Sources tell ABC News that Trump minions Nick Luna and Dan Scavino recently told investigators with Justice Department special counsel Jack Smith’s team some previously unreported details about how the fat fuck reacted to being told that Mike Pence was hiding in a garage under the Capitol while the mob Donald had incited were sacking the building and beating the shit out of cops.
“So what?” was Trump’s response to Luna, who supposedly was shocked to hear that the Orange God Emperor didn’t care what happened to Mike Pence, while Scavino told Smith’s team that Trump was “very angry” the whole day. Not over the attack, but the “stollen” election, of course.
The longtime aide Scavino, who started out as a caddy at a Trump golf course in 1992 and still serves as Team Orange’s social media master, said he went out of his was to tell other aides that it was Trump and not Scavino who posted the tweet saying Mike Pence “didn’t have the courage to do what should have been done to protect our country and our Constitution.”

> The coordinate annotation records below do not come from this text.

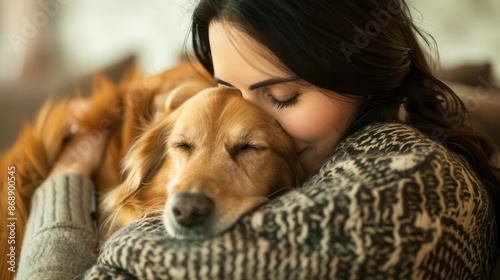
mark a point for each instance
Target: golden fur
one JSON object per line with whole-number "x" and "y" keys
{"x": 215, "y": 143}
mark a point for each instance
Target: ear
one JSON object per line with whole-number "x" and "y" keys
{"x": 140, "y": 165}
{"x": 166, "y": 103}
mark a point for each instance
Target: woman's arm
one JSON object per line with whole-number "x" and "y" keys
{"x": 60, "y": 241}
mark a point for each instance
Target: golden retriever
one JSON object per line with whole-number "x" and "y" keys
{"x": 203, "y": 166}
{"x": 202, "y": 160}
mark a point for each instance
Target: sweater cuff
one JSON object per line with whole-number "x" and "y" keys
{"x": 66, "y": 197}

Scavino said he and other aides went to the Oval Office dining room where the fat bastard was sitting with his arms folded watching the violence, “taking in the chaotic scenes.” They tried to get him to post something to discourage violence “but he was just not interested at that moment to put anything out.” Scavino then drafted the tweet asking the insurrectionists to support police and “stay peaceful,” which Trump approved and went up just minutes before Ashli Babbitt was shot dead.
Later, after his minions had finally convinced Trump to record the video telling the rioters to stand down, the fat bastard continued watching coverage of clips of the attack, telling his aides that “This is what happens when they try to steal an election.” Trump then drafted a tweet saying “These are the things and events that happen when a sacred landslide election victory is so unceremoniously and viciously stripped away from great patriots… Remember this day for forever!” The Orange Man then showed it to Luna, asking him what he thought about the message to his fanboys.
Luna said it made Trump look “culpable” in the attack, but Trump posted it anyway. Twitter then suspended his account for the first time ever, before making it “permanent” two days later… or at least as permanent as their shareholders’ willingness to hold out from Elon Musk’s $44 billion.
In related news that day’s near-lynching victim disagreed with CNN’s Jake Tapper this morning over whether the attack was an actual “insurrection,” as if such hairsplitting is still necessary two months after he dropped out of the 2024 Republican primary with low single-digit support in polls.